Bryce's Piper TTS Voices

Back to my site

About

My goal is to create several voice models for use with the Piper text-to-speech software. I want there to be more voices available without restrictive licenses. Many of the widely available datasets and thus the voices created from them have "for research and learning purposes only"-style licenses.

Voice Models

Voice Notes Sample
LJSpeech (medium)

US English female voice. Single speaker. Trained from scratch for 1000 epochs on medium quality settings using the LJ Speech dataset. I reencoded the recordings to a bit rate of 22050 Hz so it would match other voices released for Piper TTS


License: public domain


Downloads: .onnx file | config json file | .ckpt file (for training)
LJSpeech (high)

US English female voice.

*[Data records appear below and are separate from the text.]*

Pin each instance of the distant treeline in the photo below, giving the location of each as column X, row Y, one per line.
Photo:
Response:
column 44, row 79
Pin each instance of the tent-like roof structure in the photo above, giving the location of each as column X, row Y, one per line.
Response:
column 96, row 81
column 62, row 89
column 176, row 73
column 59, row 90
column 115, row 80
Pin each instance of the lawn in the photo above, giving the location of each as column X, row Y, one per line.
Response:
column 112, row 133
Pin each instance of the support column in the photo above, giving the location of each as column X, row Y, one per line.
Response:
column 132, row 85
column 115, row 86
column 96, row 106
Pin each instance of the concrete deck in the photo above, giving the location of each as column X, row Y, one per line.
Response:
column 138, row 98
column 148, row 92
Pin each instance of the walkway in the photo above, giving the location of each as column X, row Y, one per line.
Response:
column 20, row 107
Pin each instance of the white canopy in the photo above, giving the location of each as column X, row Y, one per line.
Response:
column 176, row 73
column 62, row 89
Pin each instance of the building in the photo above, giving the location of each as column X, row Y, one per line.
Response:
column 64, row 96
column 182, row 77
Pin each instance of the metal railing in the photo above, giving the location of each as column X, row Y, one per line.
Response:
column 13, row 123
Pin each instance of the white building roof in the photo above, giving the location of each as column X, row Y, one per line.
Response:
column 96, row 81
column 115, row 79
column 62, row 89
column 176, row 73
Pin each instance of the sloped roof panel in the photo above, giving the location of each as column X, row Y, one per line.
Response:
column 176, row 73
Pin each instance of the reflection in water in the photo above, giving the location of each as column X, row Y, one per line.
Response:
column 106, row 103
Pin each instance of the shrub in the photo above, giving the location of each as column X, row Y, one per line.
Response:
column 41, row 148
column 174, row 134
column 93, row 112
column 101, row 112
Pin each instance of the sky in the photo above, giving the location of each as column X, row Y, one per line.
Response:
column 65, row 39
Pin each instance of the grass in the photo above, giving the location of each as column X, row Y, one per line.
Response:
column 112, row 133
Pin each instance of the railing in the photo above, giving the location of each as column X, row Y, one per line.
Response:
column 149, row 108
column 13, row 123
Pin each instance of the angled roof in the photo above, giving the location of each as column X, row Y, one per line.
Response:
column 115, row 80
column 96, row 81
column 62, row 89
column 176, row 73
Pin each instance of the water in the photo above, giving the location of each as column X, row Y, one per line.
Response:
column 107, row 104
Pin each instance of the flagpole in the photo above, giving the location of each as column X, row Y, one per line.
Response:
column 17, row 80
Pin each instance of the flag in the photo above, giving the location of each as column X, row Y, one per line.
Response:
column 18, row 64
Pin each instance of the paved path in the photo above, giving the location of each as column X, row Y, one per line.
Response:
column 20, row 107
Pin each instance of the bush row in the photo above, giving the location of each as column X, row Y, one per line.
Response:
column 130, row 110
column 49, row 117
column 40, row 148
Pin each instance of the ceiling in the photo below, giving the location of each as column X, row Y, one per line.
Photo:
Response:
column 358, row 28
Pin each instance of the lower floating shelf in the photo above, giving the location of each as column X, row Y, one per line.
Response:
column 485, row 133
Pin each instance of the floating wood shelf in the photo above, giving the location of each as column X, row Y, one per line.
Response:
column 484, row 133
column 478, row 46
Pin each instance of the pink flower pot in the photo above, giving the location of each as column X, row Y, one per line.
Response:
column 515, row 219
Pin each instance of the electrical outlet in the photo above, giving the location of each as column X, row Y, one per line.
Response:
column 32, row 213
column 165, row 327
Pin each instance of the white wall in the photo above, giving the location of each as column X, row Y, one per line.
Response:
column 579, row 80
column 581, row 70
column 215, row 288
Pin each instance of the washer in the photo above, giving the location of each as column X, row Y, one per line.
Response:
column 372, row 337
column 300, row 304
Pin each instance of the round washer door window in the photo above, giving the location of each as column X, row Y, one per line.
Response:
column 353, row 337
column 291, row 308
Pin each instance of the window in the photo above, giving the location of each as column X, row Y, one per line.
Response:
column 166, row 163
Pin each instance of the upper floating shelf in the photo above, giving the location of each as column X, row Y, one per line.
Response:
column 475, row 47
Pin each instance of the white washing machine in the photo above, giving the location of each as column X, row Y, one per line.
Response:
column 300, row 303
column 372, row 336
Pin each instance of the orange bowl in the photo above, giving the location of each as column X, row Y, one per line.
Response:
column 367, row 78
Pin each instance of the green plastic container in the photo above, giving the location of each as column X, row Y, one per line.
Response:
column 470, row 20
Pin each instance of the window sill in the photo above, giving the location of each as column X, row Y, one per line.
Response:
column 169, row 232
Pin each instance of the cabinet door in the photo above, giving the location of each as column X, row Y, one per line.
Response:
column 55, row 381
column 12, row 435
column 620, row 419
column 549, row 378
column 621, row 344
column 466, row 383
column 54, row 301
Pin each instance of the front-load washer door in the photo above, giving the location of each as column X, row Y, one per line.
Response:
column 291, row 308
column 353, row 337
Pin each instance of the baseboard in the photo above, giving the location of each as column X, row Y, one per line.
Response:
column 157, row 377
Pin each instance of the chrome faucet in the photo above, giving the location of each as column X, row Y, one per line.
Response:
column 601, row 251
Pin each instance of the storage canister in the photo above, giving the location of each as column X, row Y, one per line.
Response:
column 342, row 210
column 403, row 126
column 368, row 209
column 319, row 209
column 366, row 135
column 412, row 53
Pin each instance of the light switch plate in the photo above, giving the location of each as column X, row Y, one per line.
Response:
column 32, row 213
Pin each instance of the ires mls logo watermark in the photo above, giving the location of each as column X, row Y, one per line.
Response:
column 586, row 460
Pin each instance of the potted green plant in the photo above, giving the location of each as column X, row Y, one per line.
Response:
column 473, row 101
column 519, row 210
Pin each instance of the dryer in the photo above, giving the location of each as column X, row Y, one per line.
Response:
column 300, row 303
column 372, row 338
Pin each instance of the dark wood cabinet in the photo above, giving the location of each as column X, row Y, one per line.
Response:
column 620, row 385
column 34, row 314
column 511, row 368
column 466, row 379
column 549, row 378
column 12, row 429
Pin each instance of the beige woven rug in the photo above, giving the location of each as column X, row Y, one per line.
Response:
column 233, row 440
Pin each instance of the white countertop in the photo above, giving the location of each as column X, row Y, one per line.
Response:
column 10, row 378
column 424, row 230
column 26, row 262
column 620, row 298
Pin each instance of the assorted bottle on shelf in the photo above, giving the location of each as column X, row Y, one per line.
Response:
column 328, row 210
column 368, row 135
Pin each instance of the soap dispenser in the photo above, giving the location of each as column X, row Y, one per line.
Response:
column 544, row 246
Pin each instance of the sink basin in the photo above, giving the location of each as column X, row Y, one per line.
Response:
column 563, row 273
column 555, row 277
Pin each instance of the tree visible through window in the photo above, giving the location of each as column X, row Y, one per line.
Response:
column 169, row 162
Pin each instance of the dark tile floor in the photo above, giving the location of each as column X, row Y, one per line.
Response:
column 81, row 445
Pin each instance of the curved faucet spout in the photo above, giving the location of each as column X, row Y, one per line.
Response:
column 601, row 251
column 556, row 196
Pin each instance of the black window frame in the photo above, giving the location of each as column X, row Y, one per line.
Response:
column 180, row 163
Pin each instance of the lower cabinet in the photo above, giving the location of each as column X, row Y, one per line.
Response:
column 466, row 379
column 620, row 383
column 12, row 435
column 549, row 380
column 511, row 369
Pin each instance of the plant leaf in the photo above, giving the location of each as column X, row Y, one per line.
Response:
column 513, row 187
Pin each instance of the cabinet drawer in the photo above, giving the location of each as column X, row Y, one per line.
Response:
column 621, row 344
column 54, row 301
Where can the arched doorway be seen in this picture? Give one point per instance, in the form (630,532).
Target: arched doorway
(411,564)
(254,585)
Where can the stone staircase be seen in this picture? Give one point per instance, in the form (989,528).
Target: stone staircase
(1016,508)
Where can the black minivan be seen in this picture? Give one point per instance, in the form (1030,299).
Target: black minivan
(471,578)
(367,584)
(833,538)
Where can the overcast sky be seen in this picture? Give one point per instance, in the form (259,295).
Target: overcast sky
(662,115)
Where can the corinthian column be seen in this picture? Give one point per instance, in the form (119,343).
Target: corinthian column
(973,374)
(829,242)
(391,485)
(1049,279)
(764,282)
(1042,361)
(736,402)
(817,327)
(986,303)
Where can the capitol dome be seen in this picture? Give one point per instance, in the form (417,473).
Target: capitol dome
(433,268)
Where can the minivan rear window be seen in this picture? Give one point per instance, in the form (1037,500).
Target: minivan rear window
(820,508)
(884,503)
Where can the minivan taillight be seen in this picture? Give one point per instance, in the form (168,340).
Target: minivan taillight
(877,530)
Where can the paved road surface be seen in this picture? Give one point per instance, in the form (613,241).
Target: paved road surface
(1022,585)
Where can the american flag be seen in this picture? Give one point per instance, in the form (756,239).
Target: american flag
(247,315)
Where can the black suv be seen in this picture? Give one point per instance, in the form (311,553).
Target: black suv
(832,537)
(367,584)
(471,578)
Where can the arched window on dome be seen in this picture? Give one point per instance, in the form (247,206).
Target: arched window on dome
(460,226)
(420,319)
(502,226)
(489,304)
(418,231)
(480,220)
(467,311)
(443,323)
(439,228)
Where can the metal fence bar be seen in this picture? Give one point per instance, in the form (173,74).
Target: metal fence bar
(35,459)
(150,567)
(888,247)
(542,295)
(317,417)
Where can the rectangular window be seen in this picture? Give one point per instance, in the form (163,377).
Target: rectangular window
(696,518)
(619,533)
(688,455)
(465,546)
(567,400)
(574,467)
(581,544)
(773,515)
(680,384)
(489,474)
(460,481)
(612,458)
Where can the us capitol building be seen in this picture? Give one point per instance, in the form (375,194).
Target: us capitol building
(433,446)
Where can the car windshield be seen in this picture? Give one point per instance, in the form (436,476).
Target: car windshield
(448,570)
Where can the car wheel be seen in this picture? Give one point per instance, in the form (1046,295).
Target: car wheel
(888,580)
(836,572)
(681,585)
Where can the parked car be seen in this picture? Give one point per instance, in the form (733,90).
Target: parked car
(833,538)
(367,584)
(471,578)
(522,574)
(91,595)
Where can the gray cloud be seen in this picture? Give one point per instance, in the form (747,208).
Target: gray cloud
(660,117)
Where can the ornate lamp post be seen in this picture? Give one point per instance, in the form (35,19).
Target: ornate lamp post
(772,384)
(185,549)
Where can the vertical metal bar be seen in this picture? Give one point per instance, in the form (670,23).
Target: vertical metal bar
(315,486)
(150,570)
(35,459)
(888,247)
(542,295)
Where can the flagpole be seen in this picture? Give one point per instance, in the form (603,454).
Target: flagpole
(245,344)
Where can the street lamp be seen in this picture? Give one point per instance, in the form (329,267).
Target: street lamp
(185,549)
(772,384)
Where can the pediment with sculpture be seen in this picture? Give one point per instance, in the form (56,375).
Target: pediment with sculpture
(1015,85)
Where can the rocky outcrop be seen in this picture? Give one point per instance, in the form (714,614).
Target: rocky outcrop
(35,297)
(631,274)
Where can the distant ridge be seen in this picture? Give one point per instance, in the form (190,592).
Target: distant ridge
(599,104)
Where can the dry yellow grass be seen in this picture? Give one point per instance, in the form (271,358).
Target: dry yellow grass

Single speaker. Trained from scratch for 2000 epochs on high quality settings using the LJ Speech dataset. I reencoded the recordings to a bit rate of 22050 Hz so it would match other voices released for Piper TTS


License: public domain


Downloads: .onnx file | config json file | .ckpt file (for training)
Jenny (Dioco)

UK English female voice (Irish). Single speaker. Trained from scratch for 287 epochs on medium quality settings using the ~30 hour Jenny (Dioco) dataset. I reencoded the recordings to a bit rate of 22050 Hz so it would match other voices released for Piper TTS


License: Attribution required, similar to CC BY See the link for license details. I impose no further license or restrictions.


Downloads: .onnx file | config json file
Clean 100

US English voice. Multi-Speaker with 244 speakers. Trained from scratch on medium quality settings for 1000 epochs. This comes from the "Clean 100" subset of the LibriTTS-r dataset, which is a sound-improved version of the LibriTTS dataset, which is derived from the original materials of the LibriSpeech corpus. I removed the files they have listed as "failed speech restoration." The '100' comes from 100 hours of recordings in the original dataset. The sample is just the first speaker in the set. A zip containing a sample for each speaker in the set can be downloaded here


License: CC BY 4.0 This is for the original dataset. I impose no further license or restriction.


Downloads: .onnx file | config json file
Cori (high)

UK English female voice. Single Speaker. Trained from scratch on high quality settings for 500 epochs. I put together the dataset, which ended up with about 24 hours of recordings. All recordings came from LibriVox.org.


License: public domain


Downloads: .onnx file | config json file | .ckpt file (for training)
Cori (medium)

UK English female voice. Single Speaker. Trained from scratch on medium quality settings for 640 epochs. I put together the dataset, which ended up with about 24 hours of recordings. All recordings came from LibriVox.org.


License: public domain


Downloads: .onnx file | config json file | .ckpt file (for training)
Kristin

US English female voice. Single Speaker. Trained from scratch on medium quality settings for 2000 epochs. I put together the dataset, which ended up with about 11.5 hours of recordings. All recordings came from LibriVox.org.


License: public domain


Downloads: .onnx file | config json file | .ckpt file (for training)
John

US English male voice. Single Speaker. Finetuned from Kristin (above) on medium quality settings for an additional 600 epochs. I put together the dataset, which ended up with about 12.5 hours of recordings. All recordings came from LibriVox.org.


License: public domain


Downloads: .onnx file | config json file | .ckpt file (for training)
Bryce

US English male voice. Single Speaker. Finetuned for an additional 1000 epochs from an unreleased voice which had 2500 epochs. This is my voice, I only recorded about 750 samples.


License: public domain


Downloads: .onnx file | config json file | .ckpt file (for training)
Norman

US English male voice. Single Speaker. Trained from scratch on medium quality settings for 1200 epochs. I put together the dataset, which ended up with about 15.5 hours of recordings. All recordings came from LibriVox.org. I forgot to save the ckpt file on this one, sorry.


License: public domain


Downloads: .onnx file | config json file

Note: Feel free to use these for any legal and ethical purpose. If somebody wants to upload these to HuggingFace or somewhere similar, you have my blessing.